Lower stages of many cancers, including prostate, testicular, breast, bladder etc. now often have relative long-term survival rates in the high 90-percents (actually approaching 100% in the most common form of testicular cancer). If the disease is redefined to accommodate survivability in the name, the new name for high-survival cancer stages would have implications not just for the mental states of millions of survivors, but possibly also for employers, insurance firms, and immigration departments.
The word ‘Aranea’, more benign-sounding Latin than Cancer (crab), is my modest suggestion, if the proposal above at all survives criticism. (Araneae is Latin for spider, which has only superficial physical similarity to crabs).
Would telling someone that they have ‘Aranea’, a highly-survivable illness, potentially make a positive difference to the patient as well as those around them?
It would be great to know your thoughts.
[The latest cancer survival statistics for common cancers have been published by Cancer Research UK here.]
Response from Dr Ian Davis, Professor of Medicine and Medical Oncologist, Monash University and Eastern Health; Director and Chair, ANZUP.

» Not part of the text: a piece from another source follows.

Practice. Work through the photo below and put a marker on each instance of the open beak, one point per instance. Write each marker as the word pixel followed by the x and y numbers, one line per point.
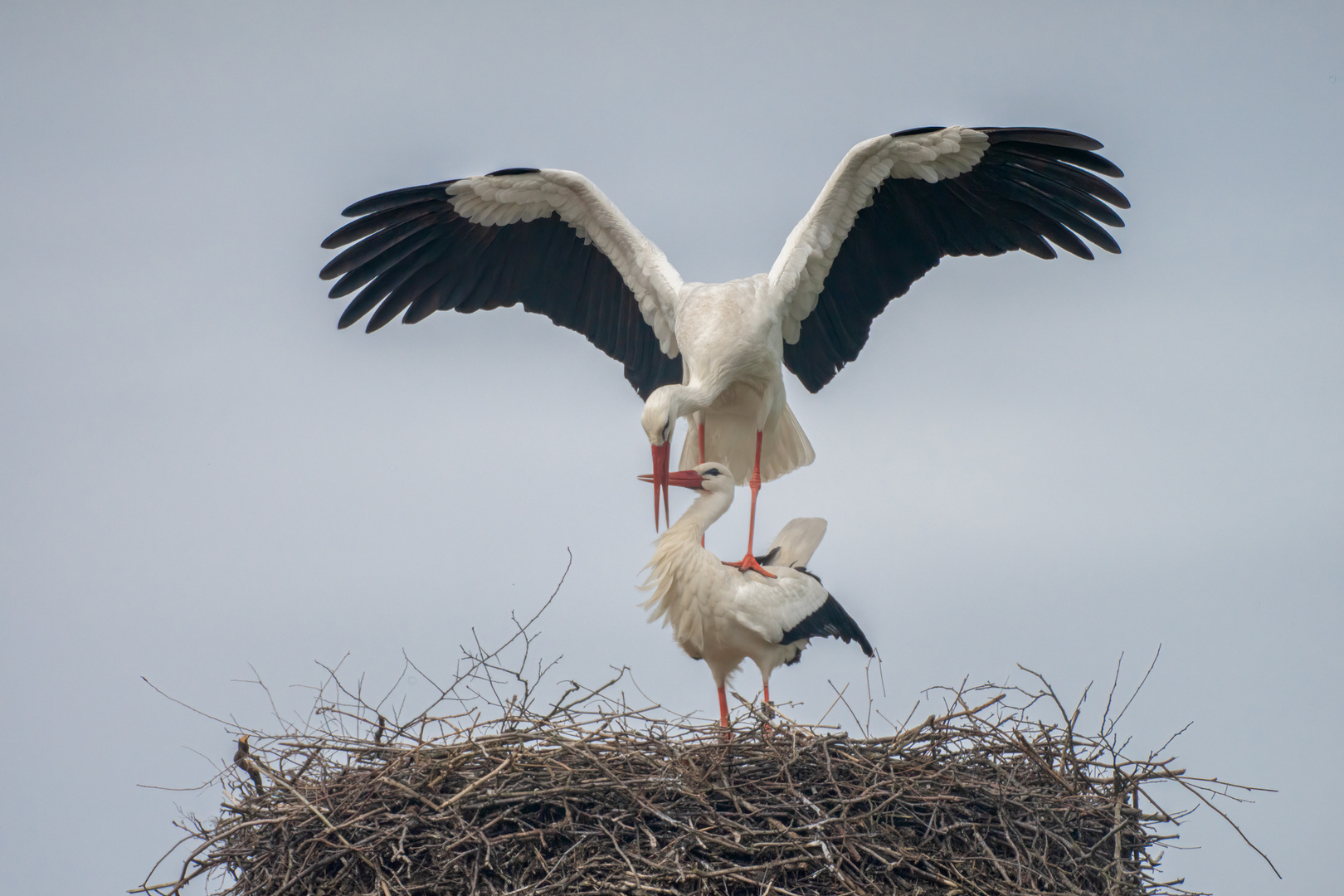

An interesting article and an interesting idea. I agree that a lot of harm is caused by overdiagnosis and overtreatment, and that some cancers are better left either undiagnosed or, if found, defused in significance in some way. Perhaps your suggestion might help. The other side of that coin though is that these pathologies are not always well-behaved, and even the percentages you use in your blog fall well short of the 100% mark. In fact, they are in the same ballpark of survival probabilities as Russian Roulette… I remember seeing a patient one day with a huge melanoma on his forehead. Impossible not to have noticed it. When I asked him why he had neglected it so long, he said, “The doctor said it was just a lesion.” I’ve had similar stories of missed cancers where other euphemisms have been used: tumour, growth, opacity, neoplasm. Kipling was right, but it works both ways.
My Reply to the Above:
Dear Dr Davis,
Thank you so much for your response – someone as skeletal an outlier in this area as I am could hardly have hoped for a reply that begins so encouragingly as the one below. The scalpel precision of the hole that you cut into my proposal is even more potent! The most conspicuous candidate for my little proposal seems to me to be Clinical Stage I Seminoma (CSI Seminoma). A former colleague was diagnosed with it last year, and subsequently proceeded to crumble to bits under the psychological distress of being struck with a cancer at a relatively young age. He is still unable to start looking for employment, despite many sessions with counselors. Dr Davis, CSI Seminoma, with its relative long-term survival purportedly ‘approaching’ 100%, appears to me to have a mortality rate not much outside the range of appendicitis, and curtails lifespan possibly by only somewhat more than Type 2 Diabetes (I may be quite wrong here, of course, as I’ve based this only on a couple of online data sources). And, from what cancer immunotherapy and other developments in the last 2 years or so seem to suggest, this ‘cure’ rate may well be replicated across 3-4 other cancers (or at least some subtypes) over the next 10 years or so. My proposal is aimed only at this quite small, albeit growing, number of potentially highly-survivable cancers. While I do understand the risk, in CSI Seminoma for example, that labeling it as something other than cancer (based on the criterion of relative survivability) may cause a higher dropout rate in surveillance – especially among younger patients with big risk appetites – perhaps this could be addressed by spacing out the surveillance schedule (to monitor for relapses) without detracting significantly from outcomes? The intention really would be to attenuate the substantial psychological morbidity that hits many men diagnosed with CSI Seminoma. Dr Davis, I apologise sincerely for any impertinence. And thanks again.
Dr Davis’ Reply:
CSI seminoma is a good example.
It’s often cured with surgery alone but can relapse, and a small proportion can go very bad. Relapses can occur very late, as well.